Поначалу, едва мы сели за стол, я долго не мог ни к чему прикоснуться. Я держал в руках кусочек сырного пирога и пребывал в растерянности. Дома за обедом я не приступал к еде до тех пор, пока не выносил во двор детям из бедных семей что-нибудь съестное, таков был заведенный для меня порядок. Дело в том, что после турецко-армянской войны в Грузии нашло себе пристанище множество армян. Большинство из них бедствовали, дети голодали. У меня в любимцах ходил Врастан, сын нашего дворника, рожденный в Тбилиси и названный по этому случаю Врастаном. По-армянски это значит Грузия. Я непременно должен был чем-то угостить его - булкой с котлетой, кусочком сырного пирога, в зависимости от того, что было у нас самих... Вот и теперь сидел я за столом у Гвилавы и думал: кому же мне отдать сырный пирог? Отец догадался, что меня мучает, погладил по голове: "Ешь сам, причина уважительная".

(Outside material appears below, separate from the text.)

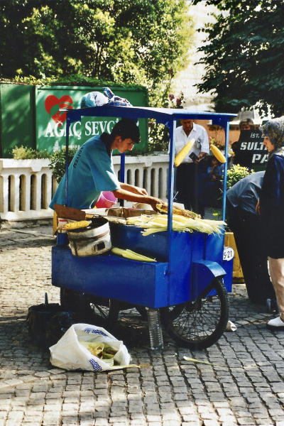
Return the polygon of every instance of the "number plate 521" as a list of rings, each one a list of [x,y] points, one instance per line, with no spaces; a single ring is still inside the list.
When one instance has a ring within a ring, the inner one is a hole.
[[[235,252],[231,247],[224,247],[223,252],[223,261],[230,261],[234,258]]]

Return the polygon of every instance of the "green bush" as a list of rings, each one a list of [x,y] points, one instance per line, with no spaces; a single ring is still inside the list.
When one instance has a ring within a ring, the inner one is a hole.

Да... Эрекле Каргаретели, мой отец, сидел в тюрьме восемь раз; убить его удалось лишь на восьмой, хотя попытки такого рода предпринимались и в гражданскую войну, и в чекистском застенке. В тот, последний раз в дело пошла бы пуля, время было такое - тысяча девятьсот тридцать седьмой год, но убийцы и тут просчитались, с расстрелом ничего не получилось, тогда они убили его молотком. Нужно отметить, что подолгу отец никогда не сидел, самое большее - одиннадцать месяцев. Объясняется это просто. Эрекле Каргаретели был профессиональным юристом, и невежественные подонки не могли обвинить его абы в чем. К тому же и опыт, полученный в результате знаний о стольких арестах и расстрелах... А если еще и предположить нечто вроде иммунитета, а?.. Реваз Ткавадзе и кое-кто видели на стене камеры запись, сделанную Эрекле Каргаретели в последнюю отсидку: "Под током времени увяла юность". Он держался мужественно, отвел от себя все ложные обвинения, сам не оболгал никого, и тогда они взялись за молоток. Каким же он в молодости был?!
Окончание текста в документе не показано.